TLDR: It looks like the compiler decides to inline `sin`

and `exp`

for your second version but not for the combined version.

I used `$`

to get a bit more reliable benchmark results. Your code is basically equivalent to

```
julia> using BenchmarkTools
julia> A = [1.0, 2.0, 3.0, 4.0, 5.0];
julia> f(x) = sin.(exp.(x))
julia> h(x) = begin tmp = exp.(x); sin.(tmp) end
julia> @benchmark f($A)
BenchmarkTools.Trial:
memory estimate: 128 bytes
allocs estimate: 1
--------------
minimum time: 128.500 ns (0.00% GC)
median time: 137.732 ns (0.00% GC)
mean time: 147.684 ns (0.80% GC)
maximum time: 859.902 ns (74.62% GC)
--------------
samples: 10000
evals/sample: 864
julia> @benchmark h($A)
BenchmarkTools.Trial:
memory estimate: 256 bytes
allocs estimate: 2
--------------
minimum time: 105.619 ns (0.00% GC)
median time: 112.411 ns (0.00% GC)
mean time: 119.303 ns (1.69% GC)
maximum time: 809.603 ns (78.31% GC)
--------------
samples: 10000
evals/sample: 927
```

Since a temporary array is created in `h`

, the number of allocations is twice as big as for `f`

where only one array needs to be allocated.
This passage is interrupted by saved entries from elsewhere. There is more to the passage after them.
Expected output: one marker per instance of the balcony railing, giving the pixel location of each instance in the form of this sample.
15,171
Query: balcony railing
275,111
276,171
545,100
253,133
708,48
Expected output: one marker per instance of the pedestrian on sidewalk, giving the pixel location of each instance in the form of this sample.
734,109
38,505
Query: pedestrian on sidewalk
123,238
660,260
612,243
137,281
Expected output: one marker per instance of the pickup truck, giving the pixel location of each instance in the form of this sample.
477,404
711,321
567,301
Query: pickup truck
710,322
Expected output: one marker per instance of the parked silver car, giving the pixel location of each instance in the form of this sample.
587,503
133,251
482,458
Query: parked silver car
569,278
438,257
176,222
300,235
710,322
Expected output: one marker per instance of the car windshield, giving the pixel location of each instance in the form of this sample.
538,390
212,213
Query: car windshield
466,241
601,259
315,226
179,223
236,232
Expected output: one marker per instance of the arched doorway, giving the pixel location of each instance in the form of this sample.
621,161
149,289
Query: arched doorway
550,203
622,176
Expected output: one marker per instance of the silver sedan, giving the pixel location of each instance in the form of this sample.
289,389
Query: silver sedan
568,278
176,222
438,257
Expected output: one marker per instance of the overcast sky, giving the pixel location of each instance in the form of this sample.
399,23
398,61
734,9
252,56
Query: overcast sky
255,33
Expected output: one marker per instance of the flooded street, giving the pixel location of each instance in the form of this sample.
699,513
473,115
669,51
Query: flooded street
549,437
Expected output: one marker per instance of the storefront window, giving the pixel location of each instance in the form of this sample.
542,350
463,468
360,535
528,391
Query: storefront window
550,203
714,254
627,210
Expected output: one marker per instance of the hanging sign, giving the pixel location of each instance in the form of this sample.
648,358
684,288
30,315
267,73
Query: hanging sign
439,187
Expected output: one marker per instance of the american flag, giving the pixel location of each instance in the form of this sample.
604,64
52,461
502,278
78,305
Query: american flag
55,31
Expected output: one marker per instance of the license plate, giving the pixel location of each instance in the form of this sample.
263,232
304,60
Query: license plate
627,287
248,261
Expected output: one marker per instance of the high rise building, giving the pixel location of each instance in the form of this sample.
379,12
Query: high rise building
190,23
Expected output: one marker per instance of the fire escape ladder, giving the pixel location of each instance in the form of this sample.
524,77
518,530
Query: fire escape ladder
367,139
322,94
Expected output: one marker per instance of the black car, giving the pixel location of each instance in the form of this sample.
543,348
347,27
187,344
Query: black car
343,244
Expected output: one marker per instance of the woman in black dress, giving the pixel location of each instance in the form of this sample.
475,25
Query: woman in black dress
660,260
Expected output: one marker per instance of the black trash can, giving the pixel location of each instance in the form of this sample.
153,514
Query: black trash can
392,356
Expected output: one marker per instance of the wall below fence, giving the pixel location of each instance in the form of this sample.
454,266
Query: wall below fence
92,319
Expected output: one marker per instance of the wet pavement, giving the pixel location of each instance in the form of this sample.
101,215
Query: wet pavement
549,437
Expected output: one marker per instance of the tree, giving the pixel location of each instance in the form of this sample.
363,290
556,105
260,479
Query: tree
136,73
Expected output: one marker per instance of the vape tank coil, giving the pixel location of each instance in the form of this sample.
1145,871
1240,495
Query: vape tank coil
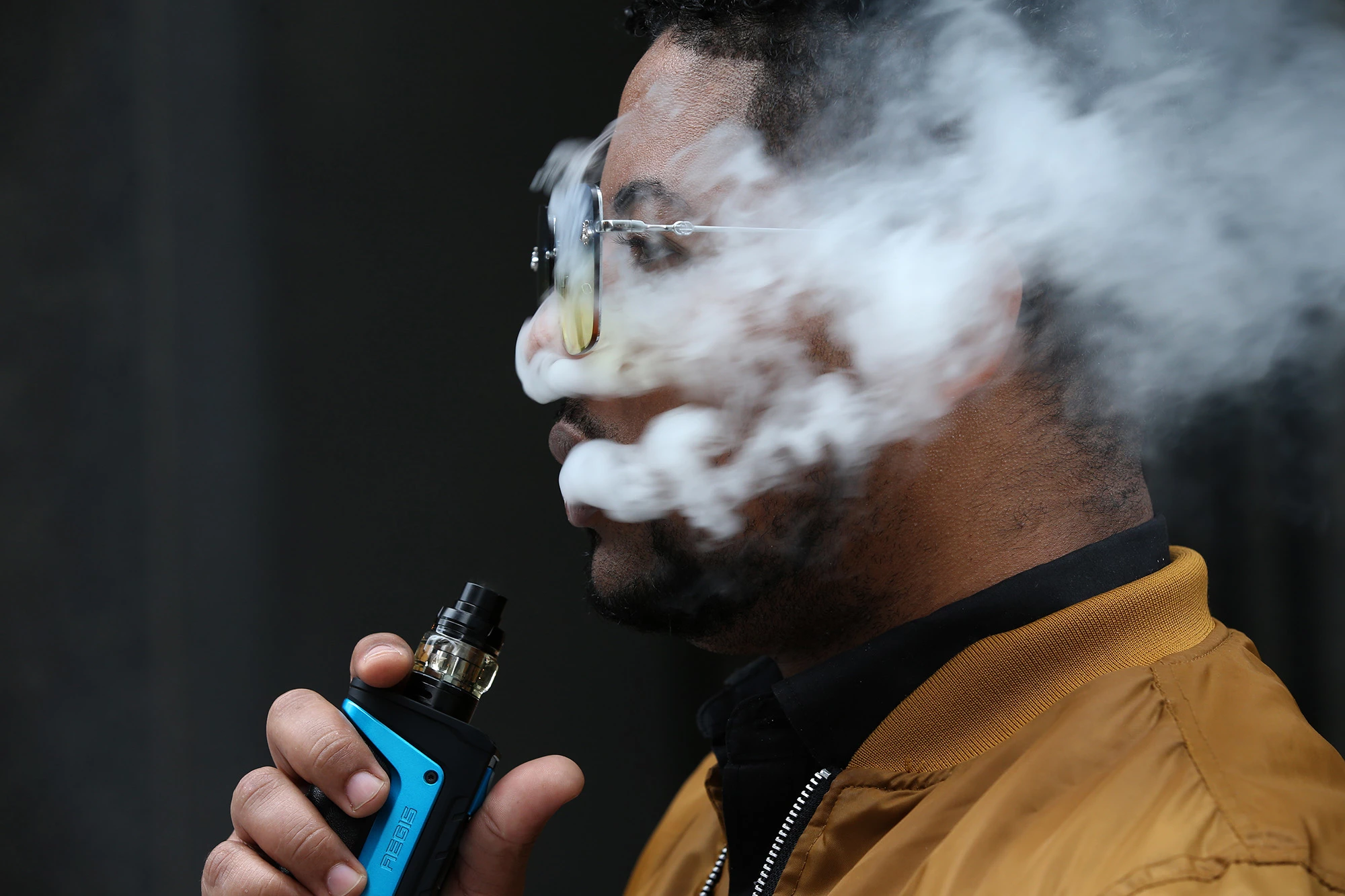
457,659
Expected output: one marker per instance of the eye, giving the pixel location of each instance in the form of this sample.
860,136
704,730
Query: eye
653,251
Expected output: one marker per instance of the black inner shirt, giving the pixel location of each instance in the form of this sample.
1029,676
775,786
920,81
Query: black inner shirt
771,733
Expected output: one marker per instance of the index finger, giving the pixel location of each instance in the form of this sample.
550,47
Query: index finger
381,659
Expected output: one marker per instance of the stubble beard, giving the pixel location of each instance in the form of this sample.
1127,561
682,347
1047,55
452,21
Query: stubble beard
755,594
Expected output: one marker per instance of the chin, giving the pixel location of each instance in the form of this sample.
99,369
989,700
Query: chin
621,560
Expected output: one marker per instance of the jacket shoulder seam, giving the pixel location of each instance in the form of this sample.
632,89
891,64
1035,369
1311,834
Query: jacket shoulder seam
1217,792
1204,869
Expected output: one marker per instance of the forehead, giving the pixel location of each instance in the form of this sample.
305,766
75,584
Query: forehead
673,100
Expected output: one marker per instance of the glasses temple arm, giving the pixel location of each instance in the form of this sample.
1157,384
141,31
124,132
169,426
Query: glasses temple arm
683,228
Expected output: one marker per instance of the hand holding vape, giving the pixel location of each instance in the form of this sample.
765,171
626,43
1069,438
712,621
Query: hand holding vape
440,766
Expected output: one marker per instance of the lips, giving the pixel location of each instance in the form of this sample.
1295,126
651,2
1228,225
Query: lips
562,442
564,438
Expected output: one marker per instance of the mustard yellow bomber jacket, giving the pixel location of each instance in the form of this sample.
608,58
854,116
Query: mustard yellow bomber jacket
1126,744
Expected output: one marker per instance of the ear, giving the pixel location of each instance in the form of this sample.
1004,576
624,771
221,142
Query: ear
991,339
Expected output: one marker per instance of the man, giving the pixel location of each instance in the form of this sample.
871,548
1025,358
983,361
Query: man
987,673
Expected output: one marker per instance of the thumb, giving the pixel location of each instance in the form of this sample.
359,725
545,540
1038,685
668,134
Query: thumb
493,858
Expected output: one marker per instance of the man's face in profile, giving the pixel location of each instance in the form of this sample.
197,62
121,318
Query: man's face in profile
664,576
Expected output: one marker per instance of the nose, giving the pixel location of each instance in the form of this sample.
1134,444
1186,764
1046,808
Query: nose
544,333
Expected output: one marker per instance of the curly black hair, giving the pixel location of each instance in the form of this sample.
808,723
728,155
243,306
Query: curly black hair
792,38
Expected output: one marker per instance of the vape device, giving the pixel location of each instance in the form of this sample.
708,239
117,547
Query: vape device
440,766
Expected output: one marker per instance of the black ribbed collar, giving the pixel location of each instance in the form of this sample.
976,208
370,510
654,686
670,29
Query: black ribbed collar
839,702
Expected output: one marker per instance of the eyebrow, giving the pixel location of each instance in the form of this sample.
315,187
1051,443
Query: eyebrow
637,193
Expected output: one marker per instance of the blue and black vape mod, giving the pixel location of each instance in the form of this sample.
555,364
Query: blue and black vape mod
440,766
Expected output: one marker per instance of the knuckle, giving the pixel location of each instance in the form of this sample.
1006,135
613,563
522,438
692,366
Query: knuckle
255,788
219,868
289,702
309,845
337,749
493,827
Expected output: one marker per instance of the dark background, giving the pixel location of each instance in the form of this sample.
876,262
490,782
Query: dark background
263,271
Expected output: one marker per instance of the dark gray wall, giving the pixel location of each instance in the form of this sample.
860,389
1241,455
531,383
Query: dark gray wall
263,268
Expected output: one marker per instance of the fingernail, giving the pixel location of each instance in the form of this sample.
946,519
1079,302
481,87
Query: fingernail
342,880
361,788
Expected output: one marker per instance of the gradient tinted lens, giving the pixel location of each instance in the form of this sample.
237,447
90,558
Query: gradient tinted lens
578,274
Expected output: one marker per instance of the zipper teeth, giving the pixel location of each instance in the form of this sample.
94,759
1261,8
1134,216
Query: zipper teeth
715,872
759,888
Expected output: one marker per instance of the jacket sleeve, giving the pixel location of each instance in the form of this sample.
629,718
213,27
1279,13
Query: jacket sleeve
1246,879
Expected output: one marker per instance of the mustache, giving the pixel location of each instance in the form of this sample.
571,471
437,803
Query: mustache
575,412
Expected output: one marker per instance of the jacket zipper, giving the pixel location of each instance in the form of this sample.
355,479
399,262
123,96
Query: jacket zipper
783,842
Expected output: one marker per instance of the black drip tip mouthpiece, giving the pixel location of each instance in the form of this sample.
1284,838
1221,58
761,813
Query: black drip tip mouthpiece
475,618
458,658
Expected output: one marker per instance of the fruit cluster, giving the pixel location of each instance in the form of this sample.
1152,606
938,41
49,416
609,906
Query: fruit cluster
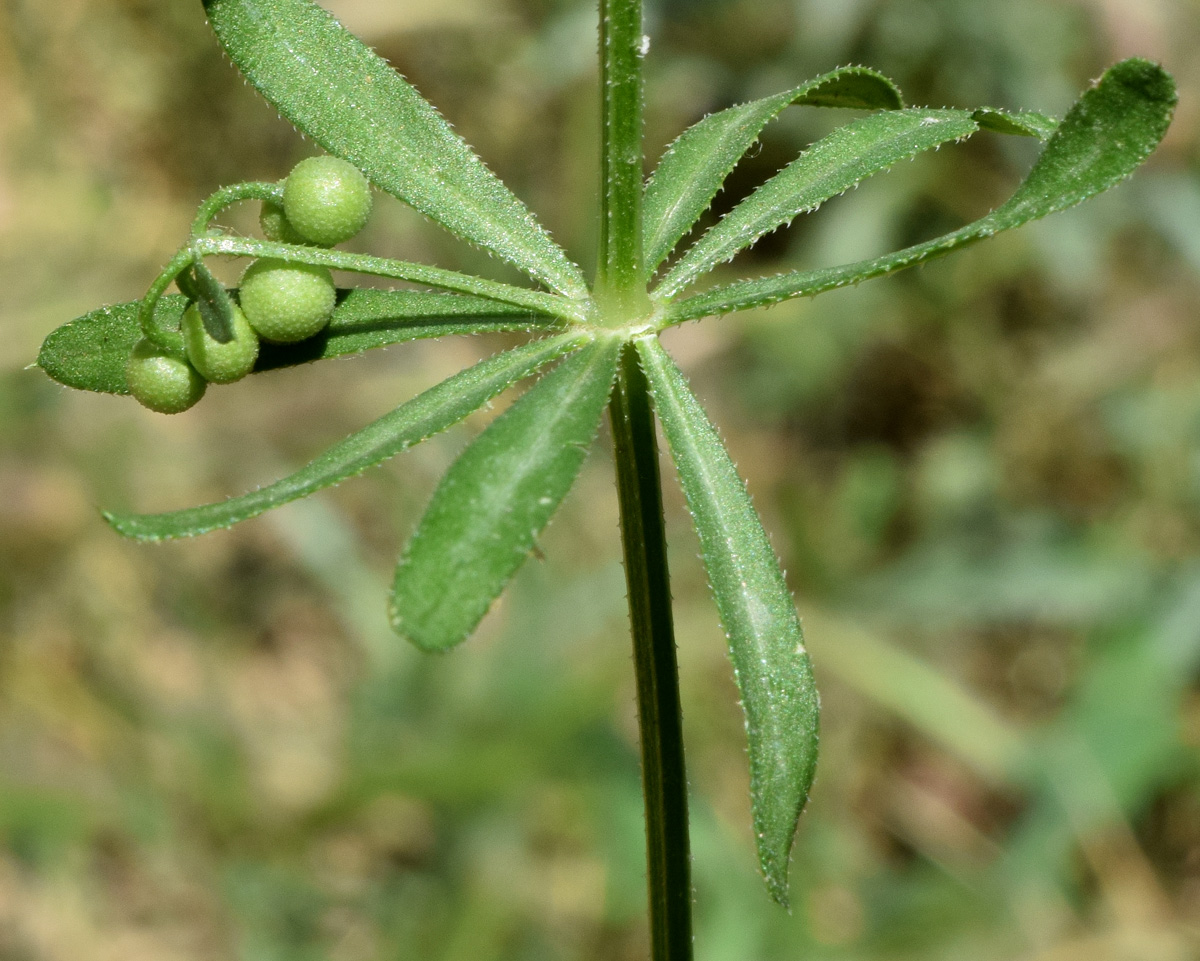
325,200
However, the compiler seems to decide that it’s good to inline `sin`

and `exp`

when they are not fused but to perform real function calls when they are fused.

```
julia> sin_exp(x) = sin(exp(x))
sin_exp (generic function with 1 method)
julia> @code_llvm sin_exp(1.0)
; @ REPL[24]:1 within `sin_exp'
define double @julia_sin_exp_584(double) {
top:
%1 = call double @j_exp_585(double %0)
%2 = call double @j_sin_586(double %1)
ret double %2
}
julia> @code_llvm sin(exp(1.0))
[...]
```

I also tried to use `@inline`

and `Base.@_inline_meta`

when defining `sin_exp`

, but that didn’t help.

Note that you can get a nice speedup using LoopVectorization.jl for your example.

```
julia> using BenchmarkTools, LoopVectorization
julia> f(x) = sin.(exp.(x))
f (generic function with 1 method)
julia> f_avx(x) = @avx sin.(exp.(x))
f_avx (generic function with 1 method)
julia> h_avx(x) = begin @avx tmp = exp.(x); @avx sin.(tmp) end
h_avx (generic function with 1 method)
julia> A = [1.0, 2.0, 3.0, 4.0, 5.0];
julia> f(A) ≈ f_avx(A) ≈ h_avx(A)
true
julia> @benchmark f_avx($A)
BenchmarkTools.Trial:
memory estimate: 128 bytes
allocs estimate: 1
--------------
minimum time: 46.067 ns (0.00% GC)
median time: 49.266 ns (0.00% GC)
mean time: 52.956 ns (2.50% GC)
maximum time: 881.744 ns (84.21% GC)
--------------
samples: 10000
evals/sample: 987
julia> @benchmark h_avx($A)
BenchmarkTools.Trial:
memory estimate: 256 bytes
allocs estimate: 2
--------------
minimum time: 66.805 ns (0.00% GC)
median time: 69.883 ns (0.00% GC)
mean time: 76.609 ns (3.52% GC)
maximum time: 1.106 μs (91.89% GC)
--------------
samples: 10000
evals/sample: 975
```

That’s more like what I would have expected in this case.